Now this speaks about television specifically because the theory itself is a bit dated but it is still prevalent in arguments people use today for modern media mediums. Think: “Violent video games are going to make my kid violent.” People who cry racism to the orcs description in D&D may have a few underlying concerns for what this can turn out to be.

1) This fictional “racism” is going to transfer into the promotion of real-world racist attitudes.

2) These negative tropes strip these fictional characters of their individualism & label them according to their race.

The argument against number 1 is that there is little to no evidence suggesting that what we see in the media will translate to our real-world actions. What’s fictional generally stays in the land of fiction.

The argument against number 2 is that there is little to no grounded traction for the argument to gain a foothold. The first thing we need to realize is we are discussing a fictional character that has no real world connection. After reading quite a bit into this topic, the online consensus of which race orcs are related to is that there is no consensus. Some believe it is referring to Asian groups, others believe African groups. This inconsistency in itself is evidence that some viewers may be projecting their own stereotypes onto the orc race.  

Google: "Satanic Panic"

It’s dangerous to give credibility to misguided projectionism.

When we roleplay as fictional characters, we are donning a persona of the intended subject. Most don’t do this with inherent harm as the subject, they do it to simply play & have fun. When we begin to strip users of their fictional play, there can be real-life implications. Let’s say we decide to outlaw D&D. What are the implications? The users that used to roleplay as their favorite characters no longer have the outlet they desired. Their pent up emotions will find another way to materialize themselves. That is NOT something we want to happen. I won’t give details because this will go on a case-by-case basis, but we want to give users as many fictional online/offline outlets to release their emotions into. That does not happen when we retrospectively interpret inherent bias in fiction & attempt to correct it with a murder cry online.

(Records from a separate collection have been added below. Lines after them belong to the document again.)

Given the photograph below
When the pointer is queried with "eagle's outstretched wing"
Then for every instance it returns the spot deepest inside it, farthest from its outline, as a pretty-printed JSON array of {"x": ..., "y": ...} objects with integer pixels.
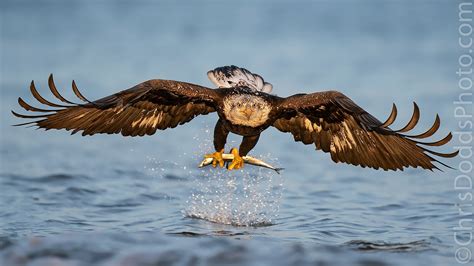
[
  {"x": 335, "y": 124},
  {"x": 142, "y": 109}
]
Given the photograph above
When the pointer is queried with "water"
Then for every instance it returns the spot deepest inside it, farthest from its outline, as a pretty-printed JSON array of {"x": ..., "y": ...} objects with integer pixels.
[{"x": 109, "y": 200}]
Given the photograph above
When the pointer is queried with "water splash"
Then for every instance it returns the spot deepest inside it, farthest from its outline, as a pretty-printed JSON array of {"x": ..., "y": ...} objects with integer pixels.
[{"x": 247, "y": 197}]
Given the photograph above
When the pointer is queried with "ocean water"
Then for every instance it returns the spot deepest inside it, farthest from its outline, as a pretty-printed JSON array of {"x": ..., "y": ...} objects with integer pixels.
[{"x": 110, "y": 200}]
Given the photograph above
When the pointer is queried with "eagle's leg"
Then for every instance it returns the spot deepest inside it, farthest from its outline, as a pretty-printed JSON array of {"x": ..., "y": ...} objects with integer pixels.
[
  {"x": 220, "y": 138},
  {"x": 248, "y": 142}
]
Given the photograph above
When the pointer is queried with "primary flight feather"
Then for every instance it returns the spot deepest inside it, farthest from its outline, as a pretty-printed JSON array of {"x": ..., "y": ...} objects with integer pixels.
[{"x": 329, "y": 120}]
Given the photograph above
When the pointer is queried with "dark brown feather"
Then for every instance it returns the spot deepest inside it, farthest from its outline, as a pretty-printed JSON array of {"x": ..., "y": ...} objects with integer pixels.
[
  {"x": 353, "y": 136},
  {"x": 138, "y": 111}
]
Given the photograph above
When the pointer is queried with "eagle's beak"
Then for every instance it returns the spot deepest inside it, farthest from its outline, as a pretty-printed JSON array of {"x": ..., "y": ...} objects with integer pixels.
[{"x": 248, "y": 112}]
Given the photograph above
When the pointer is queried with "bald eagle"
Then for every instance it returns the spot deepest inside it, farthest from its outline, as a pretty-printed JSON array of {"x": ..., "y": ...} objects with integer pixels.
[{"x": 243, "y": 101}]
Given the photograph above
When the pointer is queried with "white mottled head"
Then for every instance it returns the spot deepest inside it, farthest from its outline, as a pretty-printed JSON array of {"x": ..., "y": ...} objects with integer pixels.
[{"x": 246, "y": 110}]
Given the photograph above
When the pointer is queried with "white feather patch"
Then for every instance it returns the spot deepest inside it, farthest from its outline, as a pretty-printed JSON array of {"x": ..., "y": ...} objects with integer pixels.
[{"x": 232, "y": 76}]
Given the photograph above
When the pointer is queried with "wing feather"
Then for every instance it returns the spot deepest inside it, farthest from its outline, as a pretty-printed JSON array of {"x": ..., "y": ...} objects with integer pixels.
[
  {"x": 335, "y": 124},
  {"x": 138, "y": 111}
]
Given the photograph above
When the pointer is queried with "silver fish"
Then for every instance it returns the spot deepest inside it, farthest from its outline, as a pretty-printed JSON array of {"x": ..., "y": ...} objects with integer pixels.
[{"x": 228, "y": 157}]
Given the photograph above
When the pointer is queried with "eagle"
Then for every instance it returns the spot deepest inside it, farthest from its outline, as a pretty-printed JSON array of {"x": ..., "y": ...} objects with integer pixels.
[{"x": 243, "y": 101}]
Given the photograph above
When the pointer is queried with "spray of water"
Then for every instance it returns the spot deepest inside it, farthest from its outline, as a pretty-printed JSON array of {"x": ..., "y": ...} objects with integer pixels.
[{"x": 247, "y": 197}]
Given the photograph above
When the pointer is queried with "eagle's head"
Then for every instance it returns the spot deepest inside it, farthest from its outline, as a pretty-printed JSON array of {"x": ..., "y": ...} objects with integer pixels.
[{"x": 246, "y": 110}]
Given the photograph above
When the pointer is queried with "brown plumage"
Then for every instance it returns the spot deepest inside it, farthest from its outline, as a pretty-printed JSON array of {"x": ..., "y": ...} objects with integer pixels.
[{"x": 329, "y": 120}]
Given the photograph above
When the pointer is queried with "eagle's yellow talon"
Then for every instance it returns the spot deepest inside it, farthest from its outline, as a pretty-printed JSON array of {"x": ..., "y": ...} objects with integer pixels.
[
  {"x": 216, "y": 158},
  {"x": 238, "y": 162}
]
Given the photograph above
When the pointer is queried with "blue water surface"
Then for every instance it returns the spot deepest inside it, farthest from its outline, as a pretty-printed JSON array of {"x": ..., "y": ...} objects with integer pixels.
[{"x": 111, "y": 200}]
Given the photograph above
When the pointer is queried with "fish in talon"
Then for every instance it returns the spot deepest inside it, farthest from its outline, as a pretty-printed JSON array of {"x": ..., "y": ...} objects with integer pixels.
[{"x": 229, "y": 157}]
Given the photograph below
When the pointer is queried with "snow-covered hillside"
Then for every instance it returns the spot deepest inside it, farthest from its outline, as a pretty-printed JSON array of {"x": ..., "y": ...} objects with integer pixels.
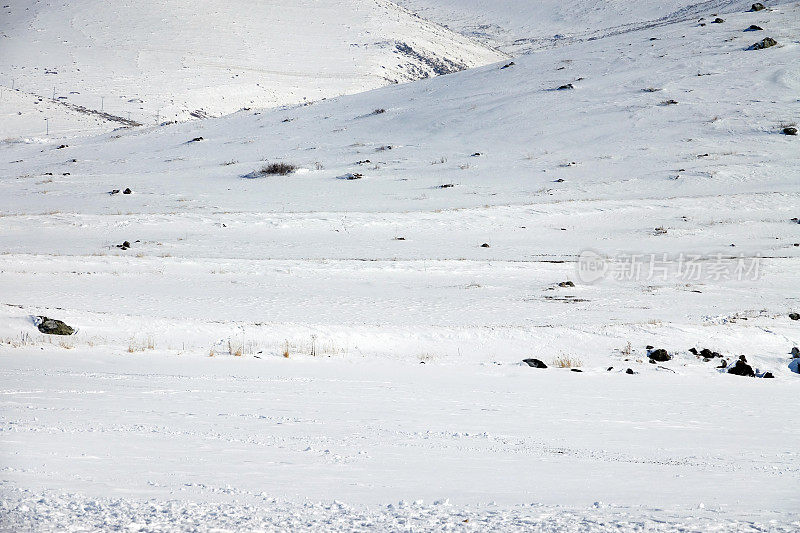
[
  {"x": 304, "y": 351},
  {"x": 157, "y": 61},
  {"x": 520, "y": 26}
]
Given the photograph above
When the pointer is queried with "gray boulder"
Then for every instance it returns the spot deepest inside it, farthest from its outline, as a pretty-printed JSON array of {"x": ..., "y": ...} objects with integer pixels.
[{"x": 51, "y": 326}]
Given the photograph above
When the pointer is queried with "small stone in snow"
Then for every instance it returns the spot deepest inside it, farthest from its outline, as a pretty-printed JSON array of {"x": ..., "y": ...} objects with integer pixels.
[
  {"x": 51, "y": 326},
  {"x": 534, "y": 363}
]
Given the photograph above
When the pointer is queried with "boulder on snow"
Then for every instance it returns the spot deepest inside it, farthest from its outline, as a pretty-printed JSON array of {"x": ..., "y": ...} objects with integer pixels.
[
  {"x": 766, "y": 42},
  {"x": 659, "y": 355},
  {"x": 534, "y": 363},
  {"x": 741, "y": 368},
  {"x": 51, "y": 326},
  {"x": 705, "y": 353}
]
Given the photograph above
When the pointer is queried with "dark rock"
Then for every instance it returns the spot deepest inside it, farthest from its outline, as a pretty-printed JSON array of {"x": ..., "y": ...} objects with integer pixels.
[
  {"x": 51, "y": 326},
  {"x": 742, "y": 369},
  {"x": 659, "y": 355},
  {"x": 534, "y": 363},
  {"x": 766, "y": 42}
]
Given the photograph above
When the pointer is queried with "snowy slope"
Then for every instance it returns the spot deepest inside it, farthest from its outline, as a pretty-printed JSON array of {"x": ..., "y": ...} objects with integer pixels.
[
  {"x": 520, "y": 26},
  {"x": 148, "y": 417},
  {"x": 155, "y": 61}
]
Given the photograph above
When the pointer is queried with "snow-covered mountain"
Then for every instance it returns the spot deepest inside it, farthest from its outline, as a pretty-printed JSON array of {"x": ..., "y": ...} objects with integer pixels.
[
  {"x": 520, "y": 26},
  {"x": 152, "y": 61},
  {"x": 302, "y": 350}
]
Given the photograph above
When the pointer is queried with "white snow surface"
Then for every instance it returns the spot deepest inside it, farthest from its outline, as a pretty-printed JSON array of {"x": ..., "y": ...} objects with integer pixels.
[
  {"x": 152, "y": 61},
  {"x": 403, "y": 403},
  {"x": 524, "y": 26}
]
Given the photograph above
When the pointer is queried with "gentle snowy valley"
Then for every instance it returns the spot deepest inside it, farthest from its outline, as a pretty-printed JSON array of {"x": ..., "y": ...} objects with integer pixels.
[{"x": 337, "y": 342}]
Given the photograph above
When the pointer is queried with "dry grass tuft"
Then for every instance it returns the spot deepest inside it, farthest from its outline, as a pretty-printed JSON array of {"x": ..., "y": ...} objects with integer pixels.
[{"x": 567, "y": 362}]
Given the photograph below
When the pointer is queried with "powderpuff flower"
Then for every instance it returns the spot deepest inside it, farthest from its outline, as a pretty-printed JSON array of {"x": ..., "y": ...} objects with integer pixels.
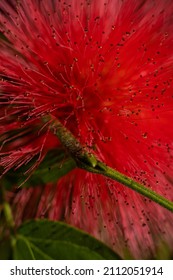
[{"x": 104, "y": 69}]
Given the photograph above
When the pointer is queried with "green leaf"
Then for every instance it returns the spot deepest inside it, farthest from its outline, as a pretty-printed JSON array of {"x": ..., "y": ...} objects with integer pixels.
[
  {"x": 54, "y": 166},
  {"x": 43, "y": 239}
]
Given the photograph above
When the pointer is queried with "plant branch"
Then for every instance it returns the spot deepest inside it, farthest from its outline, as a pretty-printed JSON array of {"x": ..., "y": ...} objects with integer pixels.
[{"x": 88, "y": 161}]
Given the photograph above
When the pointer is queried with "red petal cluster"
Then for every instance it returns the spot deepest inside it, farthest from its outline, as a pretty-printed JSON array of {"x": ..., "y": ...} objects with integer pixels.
[{"x": 105, "y": 70}]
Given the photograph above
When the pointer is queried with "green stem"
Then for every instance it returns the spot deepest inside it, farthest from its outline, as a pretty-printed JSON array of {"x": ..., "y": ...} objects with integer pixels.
[
  {"x": 6, "y": 210},
  {"x": 88, "y": 161}
]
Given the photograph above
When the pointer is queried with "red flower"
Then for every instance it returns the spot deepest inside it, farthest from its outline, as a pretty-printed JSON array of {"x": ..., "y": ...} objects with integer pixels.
[{"x": 105, "y": 70}]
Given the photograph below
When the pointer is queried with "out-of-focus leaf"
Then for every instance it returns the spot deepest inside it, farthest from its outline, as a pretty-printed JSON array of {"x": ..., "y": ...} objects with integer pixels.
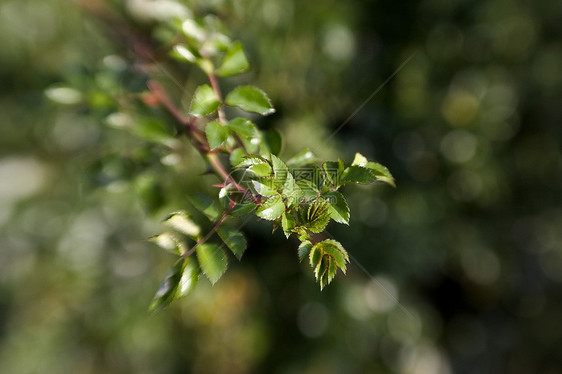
[
  {"x": 213, "y": 261},
  {"x": 250, "y": 99},
  {"x": 288, "y": 223},
  {"x": 234, "y": 61},
  {"x": 216, "y": 134},
  {"x": 169, "y": 241},
  {"x": 181, "y": 222},
  {"x": 189, "y": 278},
  {"x": 167, "y": 290},
  {"x": 234, "y": 240},
  {"x": 304, "y": 249},
  {"x": 357, "y": 174},
  {"x": 273, "y": 141},
  {"x": 303, "y": 158},
  {"x": 204, "y": 101}
]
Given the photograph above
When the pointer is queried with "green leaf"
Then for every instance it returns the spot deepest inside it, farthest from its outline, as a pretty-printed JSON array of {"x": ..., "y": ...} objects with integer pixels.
[
  {"x": 185, "y": 53},
  {"x": 359, "y": 160},
  {"x": 167, "y": 290},
  {"x": 379, "y": 171},
  {"x": 271, "y": 209},
  {"x": 204, "y": 101},
  {"x": 357, "y": 174},
  {"x": 216, "y": 134},
  {"x": 234, "y": 61},
  {"x": 213, "y": 261},
  {"x": 306, "y": 157},
  {"x": 333, "y": 171},
  {"x": 314, "y": 216},
  {"x": 315, "y": 256},
  {"x": 234, "y": 240},
  {"x": 334, "y": 249},
  {"x": 273, "y": 141},
  {"x": 288, "y": 223},
  {"x": 243, "y": 127},
  {"x": 206, "y": 205},
  {"x": 304, "y": 249},
  {"x": 250, "y": 99},
  {"x": 339, "y": 211},
  {"x": 261, "y": 170},
  {"x": 181, "y": 222},
  {"x": 152, "y": 129},
  {"x": 170, "y": 242},
  {"x": 189, "y": 278},
  {"x": 263, "y": 188},
  {"x": 237, "y": 156},
  {"x": 251, "y": 160},
  {"x": 280, "y": 171}
]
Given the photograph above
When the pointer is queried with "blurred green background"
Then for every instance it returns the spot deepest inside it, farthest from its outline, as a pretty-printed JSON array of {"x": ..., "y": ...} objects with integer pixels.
[{"x": 458, "y": 270}]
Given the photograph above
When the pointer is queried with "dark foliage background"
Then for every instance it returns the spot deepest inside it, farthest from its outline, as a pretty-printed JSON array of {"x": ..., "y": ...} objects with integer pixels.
[{"x": 458, "y": 270}]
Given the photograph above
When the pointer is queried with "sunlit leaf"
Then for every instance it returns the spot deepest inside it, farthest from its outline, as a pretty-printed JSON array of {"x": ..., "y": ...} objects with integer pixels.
[
  {"x": 213, "y": 261},
  {"x": 271, "y": 209},
  {"x": 206, "y": 205},
  {"x": 339, "y": 210}
]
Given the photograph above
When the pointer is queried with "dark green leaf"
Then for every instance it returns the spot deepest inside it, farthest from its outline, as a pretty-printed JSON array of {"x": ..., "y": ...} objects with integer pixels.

Do we play by the rules? Not everyone.

The last part I will discuss is the redundancy of the argument entirely. Who are you trying to convince that orcs are racist? The D&D makers? The D&D users? If your goal is the users, your cries will fall on uncaring ears. If a user wants to play by the D&D rules, they will play by it. If they do not like the way orcs are depicted for some other reason, they will play by their own roleplay & rules. If your goal is the D&D makers, they will do what is best for their community. If a large majority of players had a genuine problem with it, they would know & correct it as to not lose their consumers. But the majority have no problems with it, so it will stay.

Closing Remarks.

The world has a million & one problems. If you feel strongly about an issue, you can get the online world to acknowledge it with little to no effort. But is that what you want to do? It amazes me that millions of people still die of starvation & poverty, at a time when there is too much food for one nation. We fight senseless wars for old politicians that don’t care how many bodys are thrown against the military industrial complex. We delegate space travel to a novelty, the one subject that can be a true salvation for our species if we decide to colonize closer planets & alleviate the stress we put on Earth. Fight about something that matters. This matters, but on an individual level, if you see racist remarks being given to anyone, speak up. If you see celebrities, or companies making racist remarks, boycott them. Don’t fight a fictional battle, fight the real battles that are being raged day in & day out.

Do Something Real.

Opinions expressed are solely my own and do not express the views or opinions of Greystone Games nor its subsidiaries.